A gated job is held in its own _pending_context_jobs bucket, not left among the active jobs with a per-tick “skip if gated” branch. Because gating_streams is fixed and the cache only grows, readiness is monotonic: a job graduates once and never re-gates. Modelling that as a one-way stage move means the processing loop iterates only runnable jobs, the per-tick gate scans only the (small) pending bucket, and a job that never needed context never participates in gating at all.

Primary data arriving before context is dropped#

A pending job is not among the active jobs a batch is dispatched to, so primary data arriving while a gating stream is still missing simply is not delivered to it and nothing is buffered. It processes the first primary batch on or after the tick its gate opens. This is conceptually correct: detector events whose geometry context is unknown cannot be meaningfully reduced, and silent attribution to a default geometry is the exact failure mode the gate exists to prevent. Dynamic aux is unaffected — it is not in the gate set and accumulates normally.

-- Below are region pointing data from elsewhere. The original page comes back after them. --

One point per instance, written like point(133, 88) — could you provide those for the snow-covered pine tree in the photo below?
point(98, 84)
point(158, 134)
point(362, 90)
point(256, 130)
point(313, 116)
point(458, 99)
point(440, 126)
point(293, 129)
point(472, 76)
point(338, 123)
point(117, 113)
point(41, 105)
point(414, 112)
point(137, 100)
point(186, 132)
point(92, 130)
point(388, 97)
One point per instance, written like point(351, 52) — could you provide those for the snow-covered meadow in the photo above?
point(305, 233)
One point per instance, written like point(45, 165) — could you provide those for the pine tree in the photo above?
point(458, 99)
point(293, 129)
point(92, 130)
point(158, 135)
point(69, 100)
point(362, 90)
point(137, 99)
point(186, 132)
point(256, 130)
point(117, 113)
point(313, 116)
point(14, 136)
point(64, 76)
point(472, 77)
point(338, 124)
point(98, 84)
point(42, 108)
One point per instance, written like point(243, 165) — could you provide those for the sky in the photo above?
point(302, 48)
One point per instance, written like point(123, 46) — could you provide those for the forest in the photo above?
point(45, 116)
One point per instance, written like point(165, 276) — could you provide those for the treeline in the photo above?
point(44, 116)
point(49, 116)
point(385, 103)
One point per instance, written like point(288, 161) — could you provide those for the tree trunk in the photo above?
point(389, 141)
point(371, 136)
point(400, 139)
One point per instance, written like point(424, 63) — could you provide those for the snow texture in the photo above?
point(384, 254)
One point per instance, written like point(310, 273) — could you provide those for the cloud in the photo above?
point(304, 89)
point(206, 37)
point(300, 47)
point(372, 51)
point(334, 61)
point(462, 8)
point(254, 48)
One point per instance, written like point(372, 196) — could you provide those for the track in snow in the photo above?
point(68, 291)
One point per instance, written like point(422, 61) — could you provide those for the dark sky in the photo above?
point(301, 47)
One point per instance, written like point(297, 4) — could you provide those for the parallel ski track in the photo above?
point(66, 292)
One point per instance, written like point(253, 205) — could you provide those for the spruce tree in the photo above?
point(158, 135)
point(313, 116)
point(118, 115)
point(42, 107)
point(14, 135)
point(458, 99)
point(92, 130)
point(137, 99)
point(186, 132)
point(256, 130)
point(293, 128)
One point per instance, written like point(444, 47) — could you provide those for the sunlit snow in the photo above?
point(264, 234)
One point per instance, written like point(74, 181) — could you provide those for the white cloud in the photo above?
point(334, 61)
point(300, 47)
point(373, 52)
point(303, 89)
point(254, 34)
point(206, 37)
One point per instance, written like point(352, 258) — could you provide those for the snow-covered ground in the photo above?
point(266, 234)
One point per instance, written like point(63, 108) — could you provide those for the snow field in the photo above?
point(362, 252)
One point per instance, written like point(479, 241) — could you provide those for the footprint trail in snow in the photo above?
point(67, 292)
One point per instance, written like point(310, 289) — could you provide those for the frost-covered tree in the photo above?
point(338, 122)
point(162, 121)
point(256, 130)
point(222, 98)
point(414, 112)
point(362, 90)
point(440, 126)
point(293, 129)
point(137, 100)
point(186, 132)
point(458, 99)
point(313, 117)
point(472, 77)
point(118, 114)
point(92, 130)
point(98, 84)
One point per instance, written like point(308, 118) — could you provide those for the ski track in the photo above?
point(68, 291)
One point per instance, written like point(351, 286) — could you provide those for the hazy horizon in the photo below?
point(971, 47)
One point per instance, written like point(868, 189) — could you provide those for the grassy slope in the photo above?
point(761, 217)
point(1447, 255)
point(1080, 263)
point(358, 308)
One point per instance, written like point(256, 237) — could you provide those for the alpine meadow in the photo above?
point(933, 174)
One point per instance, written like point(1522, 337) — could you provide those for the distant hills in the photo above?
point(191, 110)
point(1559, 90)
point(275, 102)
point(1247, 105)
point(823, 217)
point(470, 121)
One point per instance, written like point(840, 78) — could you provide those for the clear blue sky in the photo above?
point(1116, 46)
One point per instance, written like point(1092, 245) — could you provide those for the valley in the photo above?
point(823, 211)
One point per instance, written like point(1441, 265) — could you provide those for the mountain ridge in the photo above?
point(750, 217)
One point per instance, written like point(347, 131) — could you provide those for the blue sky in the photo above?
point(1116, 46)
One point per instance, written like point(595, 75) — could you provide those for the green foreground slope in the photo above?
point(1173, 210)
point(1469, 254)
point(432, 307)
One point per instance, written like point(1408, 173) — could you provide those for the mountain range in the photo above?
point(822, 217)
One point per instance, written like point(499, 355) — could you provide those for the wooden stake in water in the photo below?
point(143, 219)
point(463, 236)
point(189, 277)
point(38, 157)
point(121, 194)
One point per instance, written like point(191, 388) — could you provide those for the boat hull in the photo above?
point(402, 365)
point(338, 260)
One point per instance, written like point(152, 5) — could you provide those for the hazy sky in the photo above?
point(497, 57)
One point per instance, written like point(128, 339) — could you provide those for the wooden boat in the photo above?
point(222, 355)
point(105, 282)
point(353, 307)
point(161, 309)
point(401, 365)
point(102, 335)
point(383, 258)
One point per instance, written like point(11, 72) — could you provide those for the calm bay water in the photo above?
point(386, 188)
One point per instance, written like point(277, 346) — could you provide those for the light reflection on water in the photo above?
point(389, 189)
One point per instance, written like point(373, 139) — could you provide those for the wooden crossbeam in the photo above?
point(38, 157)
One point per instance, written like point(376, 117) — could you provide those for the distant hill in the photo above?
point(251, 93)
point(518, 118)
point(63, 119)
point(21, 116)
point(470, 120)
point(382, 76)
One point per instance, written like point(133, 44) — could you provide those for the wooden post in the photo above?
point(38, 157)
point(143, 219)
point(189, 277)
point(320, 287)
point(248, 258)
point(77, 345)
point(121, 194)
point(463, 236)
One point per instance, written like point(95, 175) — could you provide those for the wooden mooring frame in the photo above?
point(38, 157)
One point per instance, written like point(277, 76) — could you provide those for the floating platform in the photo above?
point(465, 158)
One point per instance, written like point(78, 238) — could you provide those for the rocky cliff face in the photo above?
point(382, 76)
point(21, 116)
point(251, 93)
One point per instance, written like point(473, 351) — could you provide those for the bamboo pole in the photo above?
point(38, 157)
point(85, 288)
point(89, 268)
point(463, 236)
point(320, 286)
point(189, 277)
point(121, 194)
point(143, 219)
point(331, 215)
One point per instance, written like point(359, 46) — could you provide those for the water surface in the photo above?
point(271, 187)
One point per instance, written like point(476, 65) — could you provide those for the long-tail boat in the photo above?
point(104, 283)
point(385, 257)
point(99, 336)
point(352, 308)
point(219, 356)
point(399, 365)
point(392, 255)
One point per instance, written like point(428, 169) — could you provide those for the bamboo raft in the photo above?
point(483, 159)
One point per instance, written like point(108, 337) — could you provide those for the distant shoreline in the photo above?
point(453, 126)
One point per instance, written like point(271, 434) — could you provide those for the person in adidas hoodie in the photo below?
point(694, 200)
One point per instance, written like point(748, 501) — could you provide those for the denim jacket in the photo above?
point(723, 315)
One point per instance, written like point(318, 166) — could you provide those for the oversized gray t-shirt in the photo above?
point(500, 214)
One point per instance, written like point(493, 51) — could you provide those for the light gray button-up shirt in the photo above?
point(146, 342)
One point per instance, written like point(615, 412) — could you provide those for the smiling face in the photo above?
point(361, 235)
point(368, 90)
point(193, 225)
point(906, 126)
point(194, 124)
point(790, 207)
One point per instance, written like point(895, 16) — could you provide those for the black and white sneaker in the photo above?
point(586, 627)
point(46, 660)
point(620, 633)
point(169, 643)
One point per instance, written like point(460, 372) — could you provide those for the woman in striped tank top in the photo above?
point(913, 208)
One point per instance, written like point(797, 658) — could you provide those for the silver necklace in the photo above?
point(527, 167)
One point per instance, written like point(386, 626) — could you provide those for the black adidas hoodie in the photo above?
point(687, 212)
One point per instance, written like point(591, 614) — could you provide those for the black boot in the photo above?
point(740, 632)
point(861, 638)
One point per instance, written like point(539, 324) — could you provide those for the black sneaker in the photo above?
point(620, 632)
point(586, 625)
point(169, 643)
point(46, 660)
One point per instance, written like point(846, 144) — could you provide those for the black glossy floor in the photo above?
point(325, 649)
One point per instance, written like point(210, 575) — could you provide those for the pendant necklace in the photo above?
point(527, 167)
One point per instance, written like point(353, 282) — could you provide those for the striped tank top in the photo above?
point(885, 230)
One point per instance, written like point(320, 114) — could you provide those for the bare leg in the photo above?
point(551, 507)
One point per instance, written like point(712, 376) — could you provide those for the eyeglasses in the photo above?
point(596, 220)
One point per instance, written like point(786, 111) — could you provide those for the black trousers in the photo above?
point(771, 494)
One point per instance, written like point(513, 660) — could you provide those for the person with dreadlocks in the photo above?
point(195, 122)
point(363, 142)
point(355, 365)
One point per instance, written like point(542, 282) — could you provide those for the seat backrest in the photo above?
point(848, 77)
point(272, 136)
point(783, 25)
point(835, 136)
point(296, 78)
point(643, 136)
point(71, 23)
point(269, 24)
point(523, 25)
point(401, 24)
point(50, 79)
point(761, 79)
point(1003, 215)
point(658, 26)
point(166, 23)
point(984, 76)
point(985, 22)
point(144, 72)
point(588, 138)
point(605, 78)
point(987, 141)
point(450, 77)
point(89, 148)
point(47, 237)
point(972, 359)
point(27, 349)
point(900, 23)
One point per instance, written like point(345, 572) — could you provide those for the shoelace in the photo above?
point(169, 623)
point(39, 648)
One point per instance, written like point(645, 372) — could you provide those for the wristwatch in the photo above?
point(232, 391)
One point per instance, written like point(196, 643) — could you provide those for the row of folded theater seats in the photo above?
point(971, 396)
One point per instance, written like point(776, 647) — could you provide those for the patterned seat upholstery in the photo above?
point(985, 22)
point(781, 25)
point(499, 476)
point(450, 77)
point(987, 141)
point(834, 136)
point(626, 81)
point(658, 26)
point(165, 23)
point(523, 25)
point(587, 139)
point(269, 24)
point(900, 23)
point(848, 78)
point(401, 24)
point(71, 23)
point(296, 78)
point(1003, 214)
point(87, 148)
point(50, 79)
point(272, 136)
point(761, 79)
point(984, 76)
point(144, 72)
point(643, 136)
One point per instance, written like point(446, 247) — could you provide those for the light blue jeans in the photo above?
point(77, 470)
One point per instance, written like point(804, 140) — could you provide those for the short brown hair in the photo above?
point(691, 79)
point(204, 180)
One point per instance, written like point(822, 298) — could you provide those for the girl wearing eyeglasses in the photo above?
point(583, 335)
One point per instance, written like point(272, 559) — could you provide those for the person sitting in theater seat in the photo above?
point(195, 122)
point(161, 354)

Dedicated JobState.pending_context#

A job held in the pending stage is conceptually distinct both from one not yet due (scheduled) and from one whose last processing attempt errored (warning). JobState.pending_context is healthy and waiting on a producer; surfacing it distinctly lets an operator tell a dead motion producer from a job that simply has not started.

Consequences#

  • StreamProcessorWorkflow stays focused on workflow execution and carries no gate state.

  • Any workflow that declares motion or geometry context gets correct startup behaviour automatically — the only requirement is the ContextBinding declaration (ADR 0003). No per-instrument gate opt-in.

  • Dynamic aux (LOKI monitors) flows through unchanged — the gate does not see it.

  • ROI is routed as an auxiliary source, not gated: “no ROI” is a safe default, so there is no readiness to wait on and no seed to inject.

  • Warning emission for context-pending jobs is consolidated inside JobManager. There is no warning channel between the workflow execution unit and the job layer.

  • JobState.pending_context is added to the job state machine, backed by a _pending_context_jobs bucket between _scheduled_jobs and _active_jobs. Job lookup, control, reset, status, and finish handling all account for the new bucket.

  • JobManager takes a context_reader onto the preprocessor’s context cache; the gate’s refill-then-check runs entirely inside JobManager, so gate correctness does not depend on callers enriching the batch.

  • Tests at JobManager level cover: dynamic aux not gated; context (motion) blocks then unblocks once its stream has a value; a value cached on an earlier tick still opens the gate (and is delivered) when the last stream arrives later; primary dropped while gated; gates independent across jobs.

  • The declaration model that feeds gating_streams and context_keys, and the routing that ensures the gated streams are actually subscribed, are settled in ADR 0003.